In many instances, the particular nature of the data to be analyzed by health econometricians sets health econometrics apart from other domains of applied econometrics. Many of the measurement and sampling approaches used to describe health-related phenomena as well as the consumer, producer, and market decisions and processes from which such data arise are more or less unique to health economics. Econometric methods used to analyze such outcomes data – censored, bounded, discrete, ordered, etc. – have often been developed by analysts working primarily in health economics (Newhouse, 1987). Even so, health econometricians have sometimes failed to be sufficiently sensitive to the fundamental measurement features of the data they analyze, e.g., estimating moments of ordinal scale outcomes like self-reported health status obtained using Likert scale or analogous strategies (Stevens, 1946).

Regardless of the particular questions at hand, the ability to move from conceptualizing such analysis to implementing it has required both individual-level (or micro-) data describing the choices and outcomes of health producing consumers and suppliers observed over space, over time, or both, as well as a rapid evolution of analytical and data management that has permitted such data to be analyzed using state of the art methodologies (e.g., Stata, Limdep, R, and others; Renfro, 2004 for a general discussion). Given the sensitive nature of many topics with which health economists deal at the household, institution, market, and population levels, ideal data may sometimes not be available for analysis owing to a variety of privacy protection protocols that have legal standing in most countries. Nonetheless, the progress that has been made in advancing empirical understanding of such phenomena is remarkable.

Interested readers may find as a useful starting point Andrew Jones’s (2000) seminal and comprehensive overview of health econometrics topics. The articles in this section complement in some respects Jones’s overview and, in the light of the ongoing rapid pace of conceptual and methodological developments in the field, bring some of the topics he addressed over 10 years ago into newer light.

Bibliography:

  1. Efron, B. and Feldman, D. (1991). Compliance as an explanatory variable in clinical trials. Journal of the American Statistical Association 86, 9–17.

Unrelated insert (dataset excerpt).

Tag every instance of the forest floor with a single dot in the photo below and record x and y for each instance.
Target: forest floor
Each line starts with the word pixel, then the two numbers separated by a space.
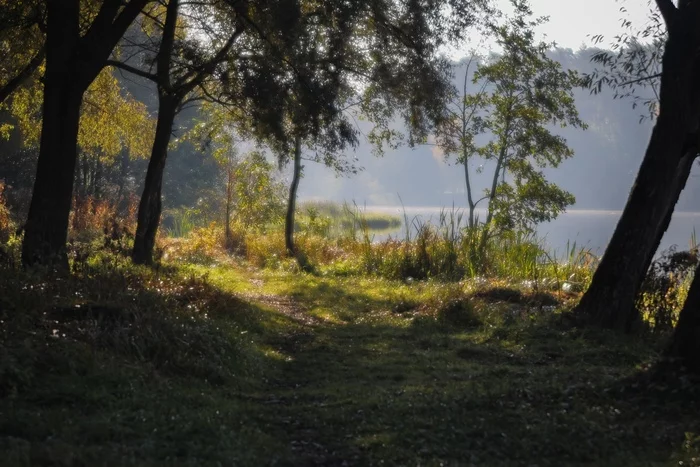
pixel 231 365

  2. Jones, A. M. (2000). Health econometrics. In Culyer, A. J. and Newhouse, J. P. (eds.) Handbook of health economics, 1st ed., vol. 1, ch. 6, pp. 265–344. Amsterdam: Elsevier.

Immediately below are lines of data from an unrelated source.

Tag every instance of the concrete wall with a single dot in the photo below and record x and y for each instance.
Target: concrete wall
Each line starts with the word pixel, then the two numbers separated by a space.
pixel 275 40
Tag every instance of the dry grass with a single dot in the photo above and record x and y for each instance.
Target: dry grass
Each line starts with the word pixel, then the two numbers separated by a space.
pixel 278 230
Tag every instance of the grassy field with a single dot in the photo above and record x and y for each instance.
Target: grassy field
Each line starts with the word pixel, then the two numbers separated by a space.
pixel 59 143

  3. Lamiraud, K. and Geoffard, P. Y. (2007). Therapeutic non-adherence: A rational behavior revealing patient preferences ? Health Economics 16, 1185–1204.

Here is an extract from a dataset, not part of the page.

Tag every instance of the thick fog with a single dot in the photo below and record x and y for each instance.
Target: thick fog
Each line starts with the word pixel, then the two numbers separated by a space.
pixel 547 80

  4. McClellan, M., McNeil, B. J. and Newhouse, J. P. (1994). Does more intensive treatment of acute myocardial infarction in the elderly reduce mortality? Analysis using instrumental variables. Journal of the American Medical Assocation 272, 859–866.
  5. Newhouse, J. P. (1987). Health economics and econometrics. American Economic Review Papers and Proceedings 77, 269–274.
  6. Permutt, T. and Hebel, J. R. (1989). SImultaneous-equation estimation in a clinical trial of the effect of smoking on birth weight. Biometrics 45, 619–622.
  7. Philipson, T. (1997). Data markets and the production of surveys. Review of Economic Studies 64, 47–72.
  8. Renfro, C. G. (2004). Econometric software: The first fifty years in perspective. Journal of Economic and Social Measurement 29, 9–107.
  9. Rosenzweig, M. R. and Schultz, T. P. (1983). Estimating a household production function: Heterogeneity, the demand for health inputs, and their effects on birth weight. Journal of Political Economy 91, 723–746.
  10. Stevens, S. S. (1946). On the theory of scales of measurement. Science 103, 677–680.